Drive-By Truckers frontman Patterson Hood, who sits on the Nuçi’s board, concurs, adding that the economic downturn, paired with increased demand for the center’s services, has created a fundraising shortage. 

“The steeple gives [us] this huge launching pad,” he says, but “the vast majority of the money will be for the people who need the services of Nuçi’s Space, and also to put it on a better financial footing.”

The strategy seems literally to have paid off. With those A-list names attached, the Reconstruction of the Steeple project was picked up by national music press almost immediately, garnering coverage everywhere from Rolling Stone to Pitchfork.

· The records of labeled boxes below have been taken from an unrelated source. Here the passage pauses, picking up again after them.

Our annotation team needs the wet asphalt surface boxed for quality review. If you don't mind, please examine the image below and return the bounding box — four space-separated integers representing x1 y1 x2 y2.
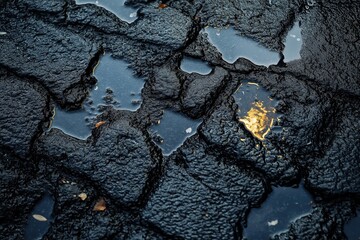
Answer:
0 0 360 239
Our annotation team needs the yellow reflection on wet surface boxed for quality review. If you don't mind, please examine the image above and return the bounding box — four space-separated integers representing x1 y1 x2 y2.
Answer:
239 101 275 140
233 81 278 141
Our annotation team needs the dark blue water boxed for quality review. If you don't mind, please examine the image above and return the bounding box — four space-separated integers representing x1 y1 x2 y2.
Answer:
344 209 360 240
76 0 137 23
150 110 202 155
244 185 312 240
25 194 55 240
180 57 212 75
52 54 144 139
283 22 303 62
205 27 280 66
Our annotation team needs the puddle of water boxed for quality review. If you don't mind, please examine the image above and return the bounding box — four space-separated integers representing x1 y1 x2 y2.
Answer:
25 194 55 240
51 55 144 139
180 57 212 75
244 184 312 240
344 209 360 240
205 27 280 67
283 22 302 62
76 0 137 23
150 110 202 155
51 107 94 139
233 80 281 140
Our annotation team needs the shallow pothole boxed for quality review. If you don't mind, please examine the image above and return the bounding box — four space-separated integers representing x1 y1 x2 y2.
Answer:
51 54 144 139
150 110 202 155
243 184 312 239
76 0 137 23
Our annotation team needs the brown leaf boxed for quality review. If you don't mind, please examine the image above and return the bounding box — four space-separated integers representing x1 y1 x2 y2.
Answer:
159 3 167 9
93 198 106 212
95 121 106 128
33 214 47 222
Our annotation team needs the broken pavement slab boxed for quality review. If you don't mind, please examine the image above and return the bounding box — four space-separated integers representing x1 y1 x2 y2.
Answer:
37 120 159 206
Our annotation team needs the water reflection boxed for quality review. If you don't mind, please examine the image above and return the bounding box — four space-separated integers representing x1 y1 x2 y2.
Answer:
150 110 202 155
243 184 312 240
52 52 144 139
344 209 360 240
180 57 212 75
25 194 55 240
205 27 280 66
76 0 137 23
233 80 279 140
283 22 302 62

On its first day, the campaign raised over $50,000. (“I didn’t go to bed until it happened,” says Tissenbaum.)

Donor rewards include one-of-a-kind pieces of local music history, like Pylon’s orange traffic cone stage props; posters for Brute, the Widespread Panic/Vic Chesnutt collaboration, signed by the band’s members, including the late Chesnutt and Michael Houser; B-52’s singer Kate Pierson’s iconic black sequined dress; and individual bricks removed from the steeple itself.

NucisSpaceSteeple-Pylons.jpg 

“In a lot of ways, it’s a very local campaign,” Tissenbaum says. “All of the bands [involved] have been great, and it’s because they’ve either been helped or know someone who’s been helped.”

Hood can attest to the importance of the nonprofit’s programs on a personal level. “My wife [Rebecca Wright Hood, former board president] would be the first person to tell you that she wouldn’t be alive today if it wasn’t for the help she got from Nuçi’s Space,” he says.

The next challenge is maintaining the initial enthusiasm until the Dec. 13 deadline. Tissenbaum notes that, though money from beyond our borders has rolled steadily in, local donations have thus far been few and far between, something he hopes to remedy by reaching out to Athenians who have been directly affected by the center.

“Athens is a very homemade kind of place,” says Tissenbaum. “The music community is very tight-knit. If you need somebody to play guitar on your record, they’ll do that. If you need somebody to talk to, they’ll do that. If you’re Nuçi’s Space, and you reach out and say, ‘We’ve been helping you, and now we need your help,’ everyone comes running. That is very well reflected in this campaign, and I think that’s what makes Athens magic.”